Political correctness: how the right invented a phantom enemy - 2016-11-30
More than any particular obfuscation or omission, the most misleading aspect of these books was the way they claimed that only their adversaries were "political". Bloom, Kimball, and D'Souza claimed that they wanted to "preserve the humanistic tradition", as if their academic foes were vandalising a canon that had been enshrined since time immemorial. But canons and curriculums have always been in flux; even in white Anglo-America there has never been any one stable tradition. Moby Dick was dismissed as Herman Melville's worst book until the mid-1920s. Many universities had only begun offering literature courses in "living" languages a decade or so before that.

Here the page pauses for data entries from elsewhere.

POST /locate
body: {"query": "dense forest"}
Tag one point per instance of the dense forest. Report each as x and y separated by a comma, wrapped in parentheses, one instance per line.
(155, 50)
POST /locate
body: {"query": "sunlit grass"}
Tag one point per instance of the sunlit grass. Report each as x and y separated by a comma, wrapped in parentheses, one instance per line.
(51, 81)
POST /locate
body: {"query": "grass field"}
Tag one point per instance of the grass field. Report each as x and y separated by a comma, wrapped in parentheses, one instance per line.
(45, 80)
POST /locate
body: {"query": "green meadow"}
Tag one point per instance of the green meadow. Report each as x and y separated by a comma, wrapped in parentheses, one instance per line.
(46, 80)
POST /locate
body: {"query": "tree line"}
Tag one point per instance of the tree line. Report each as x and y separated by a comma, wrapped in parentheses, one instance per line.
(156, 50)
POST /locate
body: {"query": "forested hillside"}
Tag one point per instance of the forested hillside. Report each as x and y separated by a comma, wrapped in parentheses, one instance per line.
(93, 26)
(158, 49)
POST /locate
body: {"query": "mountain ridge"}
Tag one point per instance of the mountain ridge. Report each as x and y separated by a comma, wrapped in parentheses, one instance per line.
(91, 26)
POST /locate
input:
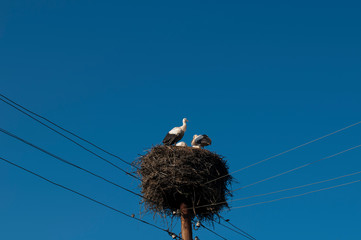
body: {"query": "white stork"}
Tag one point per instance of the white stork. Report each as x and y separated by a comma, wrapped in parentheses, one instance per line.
(200, 141)
(176, 134)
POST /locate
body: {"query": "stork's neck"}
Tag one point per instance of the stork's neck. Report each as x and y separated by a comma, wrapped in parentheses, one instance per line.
(184, 126)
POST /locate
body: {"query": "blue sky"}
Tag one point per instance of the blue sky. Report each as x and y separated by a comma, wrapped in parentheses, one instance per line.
(258, 78)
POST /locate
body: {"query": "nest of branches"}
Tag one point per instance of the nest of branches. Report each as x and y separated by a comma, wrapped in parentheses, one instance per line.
(173, 175)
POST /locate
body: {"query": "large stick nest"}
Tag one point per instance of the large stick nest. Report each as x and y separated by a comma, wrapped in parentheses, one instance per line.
(173, 175)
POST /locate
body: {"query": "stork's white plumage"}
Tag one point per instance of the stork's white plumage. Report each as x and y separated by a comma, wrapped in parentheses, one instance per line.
(181, 144)
(200, 141)
(176, 134)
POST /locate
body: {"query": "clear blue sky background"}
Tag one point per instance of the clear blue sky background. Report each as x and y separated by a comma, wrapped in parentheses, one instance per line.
(257, 77)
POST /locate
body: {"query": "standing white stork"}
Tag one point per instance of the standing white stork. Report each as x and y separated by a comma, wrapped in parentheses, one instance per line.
(200, 141)
(176, 134)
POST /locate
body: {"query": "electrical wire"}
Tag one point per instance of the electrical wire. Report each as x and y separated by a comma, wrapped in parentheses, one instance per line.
(210, 230)
(294, 169)
(244, 232)
(289, 150)
(69, 163)
(85, 196)
(298, 195)
(282, 190)
(13, 103)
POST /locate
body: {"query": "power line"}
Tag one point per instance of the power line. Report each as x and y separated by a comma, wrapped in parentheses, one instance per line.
(298, 195)
(294, 169)
(210, 230)
(242, 232)
(289, 150)
(282, 190)
(12, 104)
(69, 163)
(87, 197)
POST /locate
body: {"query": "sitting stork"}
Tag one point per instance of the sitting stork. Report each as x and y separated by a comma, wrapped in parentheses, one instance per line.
(200, 141)
(176, 134)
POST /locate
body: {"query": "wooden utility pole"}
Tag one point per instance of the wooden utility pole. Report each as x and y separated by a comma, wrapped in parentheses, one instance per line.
(186, 220)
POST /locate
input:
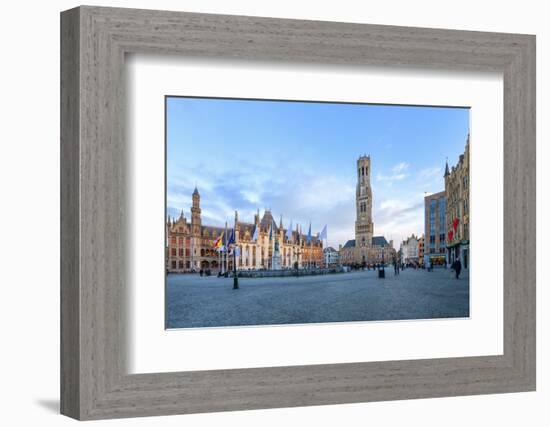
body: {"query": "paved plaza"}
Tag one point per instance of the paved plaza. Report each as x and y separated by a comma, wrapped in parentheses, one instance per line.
(195, 301)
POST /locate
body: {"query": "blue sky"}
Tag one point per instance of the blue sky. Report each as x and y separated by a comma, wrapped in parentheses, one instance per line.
(299, 159)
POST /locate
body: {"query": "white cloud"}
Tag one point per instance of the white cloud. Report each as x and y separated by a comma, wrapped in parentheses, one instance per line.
(400, 167)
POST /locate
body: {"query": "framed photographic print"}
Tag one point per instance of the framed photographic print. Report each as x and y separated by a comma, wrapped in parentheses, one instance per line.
(262, 213)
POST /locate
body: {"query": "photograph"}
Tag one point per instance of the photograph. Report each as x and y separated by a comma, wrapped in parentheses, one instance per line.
(285, 212)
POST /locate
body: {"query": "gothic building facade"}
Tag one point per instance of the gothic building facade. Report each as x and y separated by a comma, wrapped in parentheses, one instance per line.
(262, 244)
(457, 212)
(365, 248)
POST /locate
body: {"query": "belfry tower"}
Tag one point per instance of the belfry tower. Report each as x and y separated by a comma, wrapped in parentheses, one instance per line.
(363, 203)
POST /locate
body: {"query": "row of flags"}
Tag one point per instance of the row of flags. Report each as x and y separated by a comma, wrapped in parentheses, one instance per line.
(222, 244)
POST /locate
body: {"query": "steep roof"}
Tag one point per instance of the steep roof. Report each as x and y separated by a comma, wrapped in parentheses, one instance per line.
(267, 220)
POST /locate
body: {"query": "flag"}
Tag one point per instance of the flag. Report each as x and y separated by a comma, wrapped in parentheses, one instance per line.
(455, 223)
(323, 234)
(289, 231)
(218, 243)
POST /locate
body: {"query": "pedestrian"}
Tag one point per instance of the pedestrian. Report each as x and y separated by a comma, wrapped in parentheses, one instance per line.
(458, 267)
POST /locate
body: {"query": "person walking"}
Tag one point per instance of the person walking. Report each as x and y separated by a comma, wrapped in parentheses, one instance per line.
(457, 268)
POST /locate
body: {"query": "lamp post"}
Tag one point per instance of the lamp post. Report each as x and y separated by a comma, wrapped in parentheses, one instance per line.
(235, 278)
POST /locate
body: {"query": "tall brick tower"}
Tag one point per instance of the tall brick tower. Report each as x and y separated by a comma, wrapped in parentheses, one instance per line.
(363, 203)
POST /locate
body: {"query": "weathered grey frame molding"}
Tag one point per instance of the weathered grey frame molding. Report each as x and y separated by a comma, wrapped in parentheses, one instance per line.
(94, 41)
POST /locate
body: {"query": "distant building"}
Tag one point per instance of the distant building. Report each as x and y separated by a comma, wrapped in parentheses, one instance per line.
(409, 250)
(190, 244)
(421, 250)
(365, 248)
(457, 216)
(434, 232)
(332, 257)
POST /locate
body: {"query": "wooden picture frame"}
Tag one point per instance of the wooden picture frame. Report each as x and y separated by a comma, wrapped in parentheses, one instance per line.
(94, 382)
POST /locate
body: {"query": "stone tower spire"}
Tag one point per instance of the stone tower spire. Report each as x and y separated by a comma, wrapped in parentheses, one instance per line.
(363, 203)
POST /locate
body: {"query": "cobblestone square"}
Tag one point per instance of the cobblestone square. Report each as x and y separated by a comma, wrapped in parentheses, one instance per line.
(194, 301)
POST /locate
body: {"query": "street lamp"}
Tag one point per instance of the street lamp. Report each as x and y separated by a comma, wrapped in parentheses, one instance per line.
(382, 271)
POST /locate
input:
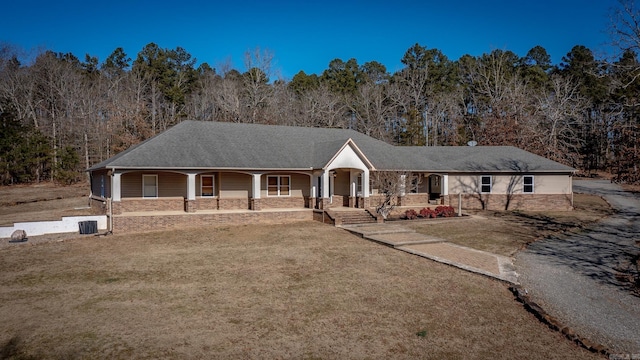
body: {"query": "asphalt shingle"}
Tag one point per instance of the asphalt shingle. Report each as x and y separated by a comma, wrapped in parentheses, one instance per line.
(195, 144)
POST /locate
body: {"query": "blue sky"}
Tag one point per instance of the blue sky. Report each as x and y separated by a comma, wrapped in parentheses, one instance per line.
(307, 35)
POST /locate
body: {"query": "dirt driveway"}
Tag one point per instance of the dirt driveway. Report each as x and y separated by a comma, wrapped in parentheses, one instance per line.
(580, 279)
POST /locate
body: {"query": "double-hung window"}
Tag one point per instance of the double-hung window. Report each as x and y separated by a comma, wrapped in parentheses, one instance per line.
(150, 186)
(485, 183)
(206, 186)
(278, 185)
(527, 184)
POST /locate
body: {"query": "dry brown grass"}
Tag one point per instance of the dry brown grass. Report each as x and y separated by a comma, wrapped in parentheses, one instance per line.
(505, 233)
(304, 290)
(41, 202)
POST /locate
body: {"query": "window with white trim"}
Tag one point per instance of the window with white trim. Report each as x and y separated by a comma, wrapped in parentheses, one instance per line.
(485, 183)
(527, 184)
(206, 185)
(150, 186)
(278, 185)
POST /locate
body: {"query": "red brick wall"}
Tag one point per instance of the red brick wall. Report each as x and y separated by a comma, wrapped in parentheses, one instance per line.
(157, 204)
(533, 202)
(206, 203)
(233, 204)
(122, 224)
(282, 202)
(415, 200)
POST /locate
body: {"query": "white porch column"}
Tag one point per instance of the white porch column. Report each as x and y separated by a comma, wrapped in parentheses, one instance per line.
(115, 186)
(445, 184)
(353, 182)
(255, 186)
(191, 186)
(365, 183)
(314, 185)
(325, 184)
(402, 186)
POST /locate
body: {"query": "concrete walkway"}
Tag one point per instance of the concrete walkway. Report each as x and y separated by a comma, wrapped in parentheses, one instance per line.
(401, 238)
(577, 279)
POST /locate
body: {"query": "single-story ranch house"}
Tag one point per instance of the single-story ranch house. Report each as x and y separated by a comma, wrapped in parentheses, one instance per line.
(204, 172)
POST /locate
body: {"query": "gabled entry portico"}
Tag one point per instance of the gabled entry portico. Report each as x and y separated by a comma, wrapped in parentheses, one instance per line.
(344, 180)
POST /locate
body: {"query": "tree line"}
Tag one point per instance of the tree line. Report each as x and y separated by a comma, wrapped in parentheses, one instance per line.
(60, 115)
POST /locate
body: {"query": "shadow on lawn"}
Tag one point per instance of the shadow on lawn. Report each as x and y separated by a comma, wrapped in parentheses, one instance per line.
(605, 251)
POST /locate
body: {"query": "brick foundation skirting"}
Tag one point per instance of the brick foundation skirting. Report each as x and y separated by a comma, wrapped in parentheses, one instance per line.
(532, 202)
(415, 200)
(291, 202)
(125, 224)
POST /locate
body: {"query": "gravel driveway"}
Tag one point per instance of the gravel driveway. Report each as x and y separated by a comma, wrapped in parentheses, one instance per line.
(574, 278)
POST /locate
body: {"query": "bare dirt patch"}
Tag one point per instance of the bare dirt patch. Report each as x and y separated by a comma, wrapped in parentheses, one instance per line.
(41, 202)
(304, 290)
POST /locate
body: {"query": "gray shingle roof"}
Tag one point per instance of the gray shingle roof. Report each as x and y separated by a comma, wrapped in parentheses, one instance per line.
(217, 145)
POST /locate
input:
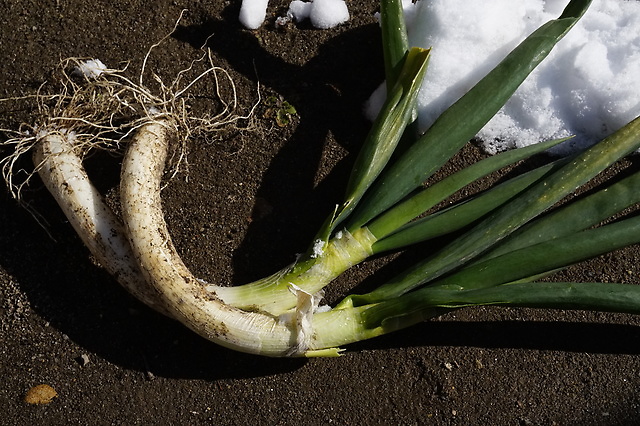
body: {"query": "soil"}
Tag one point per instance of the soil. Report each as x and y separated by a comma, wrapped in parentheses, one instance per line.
(249, 200)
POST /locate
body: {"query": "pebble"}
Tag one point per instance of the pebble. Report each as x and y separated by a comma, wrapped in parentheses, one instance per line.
(40, 394)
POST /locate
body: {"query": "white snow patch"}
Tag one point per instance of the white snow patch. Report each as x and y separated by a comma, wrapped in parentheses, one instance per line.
(253, 12)
(587, 86)
(90, 69)
(323, 14)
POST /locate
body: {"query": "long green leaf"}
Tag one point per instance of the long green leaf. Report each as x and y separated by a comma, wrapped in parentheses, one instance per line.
(424, 200)
(423, 304)
(386, 130)
(513, 215)
(546, 256)
(395, 43)
(573, 217)
(463, 214)
(458, 124)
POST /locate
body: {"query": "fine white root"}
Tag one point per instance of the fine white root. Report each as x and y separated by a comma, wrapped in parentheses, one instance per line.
(61, 170)
(189, 301)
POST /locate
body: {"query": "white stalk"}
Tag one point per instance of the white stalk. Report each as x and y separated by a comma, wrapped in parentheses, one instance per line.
(62, 172)
(190, 301)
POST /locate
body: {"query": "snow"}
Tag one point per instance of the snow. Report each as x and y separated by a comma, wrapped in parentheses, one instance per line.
(588, 86)
(323, 14)
(253, 12)
(90, 69)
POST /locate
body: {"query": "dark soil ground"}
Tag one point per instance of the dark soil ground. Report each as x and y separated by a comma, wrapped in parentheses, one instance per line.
(253, 198)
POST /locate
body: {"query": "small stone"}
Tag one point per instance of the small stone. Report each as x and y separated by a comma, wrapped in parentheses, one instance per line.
(83, 360)
(40, 394)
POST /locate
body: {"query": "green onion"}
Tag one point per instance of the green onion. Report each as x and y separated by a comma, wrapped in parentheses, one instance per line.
(500, 240)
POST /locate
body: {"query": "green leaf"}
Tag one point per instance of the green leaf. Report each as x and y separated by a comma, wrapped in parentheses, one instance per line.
(458, 124)
(424, 200)
(576, 216)
(395, 43)
(463, 214)
(512, 215)
(546, 256)
(386, 131)
(428, 302)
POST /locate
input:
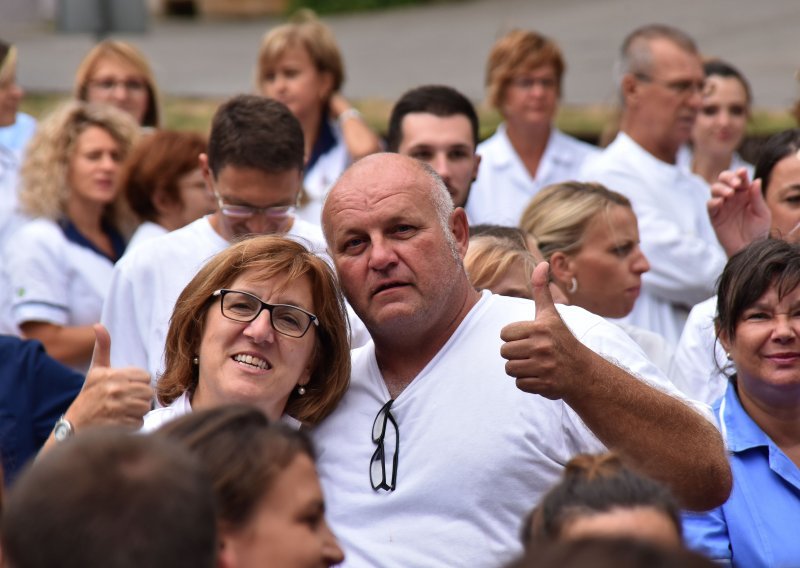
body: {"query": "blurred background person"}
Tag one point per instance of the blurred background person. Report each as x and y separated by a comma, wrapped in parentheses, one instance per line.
(439, 126)
(524, 80)
(16, 129)
(609, 553)
(164, 184)
(111, 499)
(758, 325)
(59, 264)
(599, 497)
(698, 367)
(117, 73)
(299, 64)
(590, 236)
(270, 508)
(720, 125)
(500, 265)
(225, 345)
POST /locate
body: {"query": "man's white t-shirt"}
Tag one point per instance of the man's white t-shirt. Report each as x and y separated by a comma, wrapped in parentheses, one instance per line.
(475, 453)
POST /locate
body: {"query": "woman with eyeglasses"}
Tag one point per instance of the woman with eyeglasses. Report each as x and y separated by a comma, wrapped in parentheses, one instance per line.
(720, 125)
(263, 323)
(524, 80)
(59, 264)
(758, 325)
(270, 507)
(299, 64)
(117, 73)
(699, 361)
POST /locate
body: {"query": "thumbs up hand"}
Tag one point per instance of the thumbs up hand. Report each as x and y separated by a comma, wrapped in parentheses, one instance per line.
(118, 396)
(542, 354)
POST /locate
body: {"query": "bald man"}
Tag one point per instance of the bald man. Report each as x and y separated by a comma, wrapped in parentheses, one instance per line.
(435, 454)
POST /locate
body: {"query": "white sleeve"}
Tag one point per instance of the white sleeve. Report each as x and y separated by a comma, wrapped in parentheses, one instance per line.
(123, 315)
(698, 358)
(38, 276)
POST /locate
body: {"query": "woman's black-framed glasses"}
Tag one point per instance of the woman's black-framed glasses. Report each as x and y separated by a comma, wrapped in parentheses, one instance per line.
(245, 307)
(377, 465)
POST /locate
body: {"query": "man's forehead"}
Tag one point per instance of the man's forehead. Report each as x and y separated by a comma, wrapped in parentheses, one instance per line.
(417, 127)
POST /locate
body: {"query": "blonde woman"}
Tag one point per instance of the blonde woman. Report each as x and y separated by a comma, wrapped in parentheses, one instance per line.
(117, 73)
(59, 264)
(524, 76)
(590, 236)
(299, 64)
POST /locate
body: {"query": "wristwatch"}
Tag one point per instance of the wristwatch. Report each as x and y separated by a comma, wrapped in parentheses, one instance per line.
(63, 429)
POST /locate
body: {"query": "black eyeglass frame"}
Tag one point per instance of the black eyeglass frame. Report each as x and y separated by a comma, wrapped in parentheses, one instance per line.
(222, 292)
(380, 453)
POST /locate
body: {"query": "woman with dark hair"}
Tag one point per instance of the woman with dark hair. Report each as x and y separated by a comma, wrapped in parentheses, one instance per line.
(270, 508)
(758, 325)
(742, 211)
(721, 123)
(600, 497)
(263, 323)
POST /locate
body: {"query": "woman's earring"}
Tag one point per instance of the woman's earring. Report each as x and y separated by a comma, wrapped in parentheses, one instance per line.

In truth, these crusaders against political correctness were every bit as political as their opponents. As Jane Mayer documents in her book, Dark Money: the Hidden History of the Billionaires Behind the Rise of the Radical Right, Bloom and D'Souza were funded by networks of conservative donors – particularly the Koch, Olin and Scaife families – who had spent the 1980s building programmes that they hoped would create a new "counter-intelligentsia". (The New Criterion, where Kimball worked, was also funded by the Olin and Scaife Foundations.) In his 1978 book A Time for Truth, William Simon, the president of the Olin Foundation, had called on conservatives to fund intellectuals who shared their views: "They must be given grants, grants, and more grants in exchange for books, books, and more books."
These skirmishes over syllabuses were part of a broader political programme – and they became instrumental to forging a new alliance for conservative politics in America, between white working-class voters and small business owners, and politicians with corporate agendas that held very little benefit for those people.